Every last one of them, he thought as he wandered past the kennels of the inmate dogs, hoping against hope to find a single pup misplaced among them, something cuddly enough to make Sandy Hopper smile this Christmas Eve. He hadn't seen as much as a trace of one cross that pretty face since she'd asked him to finish construction on the Tesuque house, even though she'd be living there alone now. She'd lost her husband Harry in an automobile accident just last spring as the adobes were being laid, and the pain was still fresh in her.
Yesterday on the job, he'd found her staring at a blank wall in the massive living room, yards of plaster yet to dry. Before he could leave her to her thoughts, she turned to face him, hazel eyes brimming with tears. A single drop slipped across the freckles on her nose.
"You know what I'd like, Will?"
He froze, guilty at invading her privacy. "No, what?," he asked, suddenly painfully aware of his large hands hanging heavy at his sides. He shoved them deep inside his coat pockets, not sure what to do.

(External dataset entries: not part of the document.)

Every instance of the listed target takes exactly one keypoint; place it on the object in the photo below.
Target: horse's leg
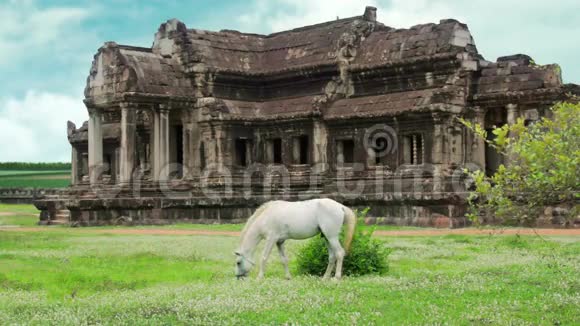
(331, 261)
(265, 255)
(283, 257)
(339, 252)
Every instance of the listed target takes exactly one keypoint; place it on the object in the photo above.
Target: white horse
(278, 221)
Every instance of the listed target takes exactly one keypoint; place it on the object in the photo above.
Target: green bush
(367, 255)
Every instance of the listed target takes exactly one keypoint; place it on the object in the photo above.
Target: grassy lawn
(34, 179)
(21, 215)
(67, 276)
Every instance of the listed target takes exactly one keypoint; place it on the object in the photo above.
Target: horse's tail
(350, 221)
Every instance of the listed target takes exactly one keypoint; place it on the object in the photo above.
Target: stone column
(478, 144)
(188, 145)
(75, 164)
(512, 113)
(95, 144)
(161, 143)
(319, 142)
(128, 131)
(437, 151)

She wiped her eyes with the back of her hand. "I'd like a good dog to keep me company in this big house."
He nodded, thinking how frail she looked with her cap of auburn hair framing her face now pale and drawn, thin arms hugging her tiny frame close beneath a sweater he remembered seeing more than once on Harry.
It was a place to start.
With little hope, he paused in front of Kennel Number 14. A single whine rushed down the aisle from the far corner of the building, broke over him in a wave of howls, yelps, yips, barks, and suddenly he forgot how to breathe. Fifty-three years of Catholicism had not prepared him for this one.
Seated on the floor next to the ugliest dog he'd ever seen was a man with wings.

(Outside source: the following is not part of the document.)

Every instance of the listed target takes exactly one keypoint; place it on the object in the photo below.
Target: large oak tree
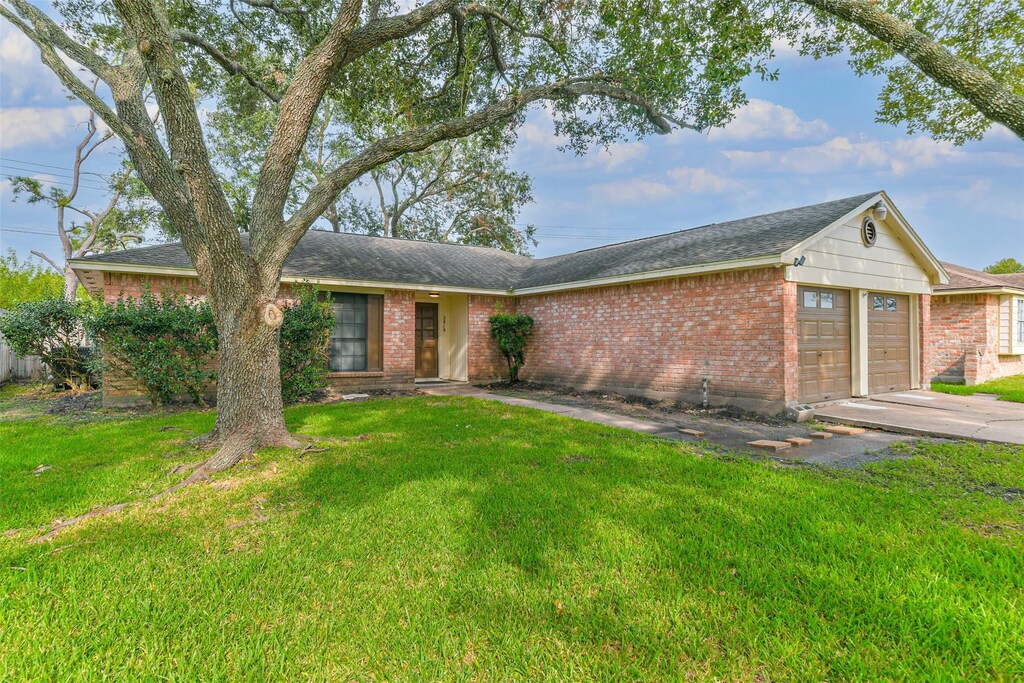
(404, 79)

William removed his cowboy hat, rubbed his fingers through his still jet hair, held it in his rough hands.
Huge unwieldy wings.
Wings like those of a giant guinea fowl or something from one of those "B" movies that Elena’s hitas love to watch.
"Heavenly Father." William heard the words slipping from his mouth as his knees went weak. He gripped the kennel door and stared. Let his Stetson drop to the floor.

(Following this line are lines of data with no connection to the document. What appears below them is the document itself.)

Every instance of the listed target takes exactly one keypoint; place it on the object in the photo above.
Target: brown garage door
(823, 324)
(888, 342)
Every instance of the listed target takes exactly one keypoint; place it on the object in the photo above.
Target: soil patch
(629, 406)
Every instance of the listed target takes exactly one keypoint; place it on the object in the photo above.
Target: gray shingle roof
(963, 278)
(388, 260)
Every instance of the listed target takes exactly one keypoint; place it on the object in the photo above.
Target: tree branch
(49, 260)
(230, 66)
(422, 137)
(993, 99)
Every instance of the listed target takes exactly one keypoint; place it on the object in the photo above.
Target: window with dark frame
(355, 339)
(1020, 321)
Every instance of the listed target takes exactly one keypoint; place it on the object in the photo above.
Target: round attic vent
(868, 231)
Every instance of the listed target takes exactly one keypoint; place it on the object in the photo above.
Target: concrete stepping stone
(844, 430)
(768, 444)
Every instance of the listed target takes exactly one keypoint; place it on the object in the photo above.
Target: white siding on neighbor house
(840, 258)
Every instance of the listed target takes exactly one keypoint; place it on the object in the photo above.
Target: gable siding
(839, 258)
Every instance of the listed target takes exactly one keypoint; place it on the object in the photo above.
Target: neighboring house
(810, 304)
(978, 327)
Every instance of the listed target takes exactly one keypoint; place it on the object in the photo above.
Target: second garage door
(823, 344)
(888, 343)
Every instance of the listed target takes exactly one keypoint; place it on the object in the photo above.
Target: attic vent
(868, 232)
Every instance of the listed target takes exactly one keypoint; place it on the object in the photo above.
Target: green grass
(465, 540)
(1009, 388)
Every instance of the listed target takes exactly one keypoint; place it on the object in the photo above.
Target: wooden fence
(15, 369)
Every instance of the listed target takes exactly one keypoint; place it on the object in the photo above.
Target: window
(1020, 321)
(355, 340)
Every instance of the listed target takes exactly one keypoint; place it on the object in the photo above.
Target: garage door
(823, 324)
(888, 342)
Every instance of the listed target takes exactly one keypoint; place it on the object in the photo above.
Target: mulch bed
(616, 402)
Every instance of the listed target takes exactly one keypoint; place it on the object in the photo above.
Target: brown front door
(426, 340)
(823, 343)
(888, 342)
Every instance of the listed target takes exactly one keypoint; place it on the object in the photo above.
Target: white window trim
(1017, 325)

Feathers flew about Kennel Number 14 as if there'd been a scrape, and while feathers seemed almost natural to the man, the eyes did not. Deep set in a face of timeless perfection, the eyes were old, tired, like they had seen many things. With just a hint of the wild country glimmering underneath.
Unable to meet his eyes, William glanced around wildly, but the shelter was empty. No employees, no last-minute lookers, no children toting puppies, no trumpets, no timbrels, no lutes or harps like the sisters at St. Francis Cathedral claimed were the standard accompaniment to miracles, just the din of barking dogs.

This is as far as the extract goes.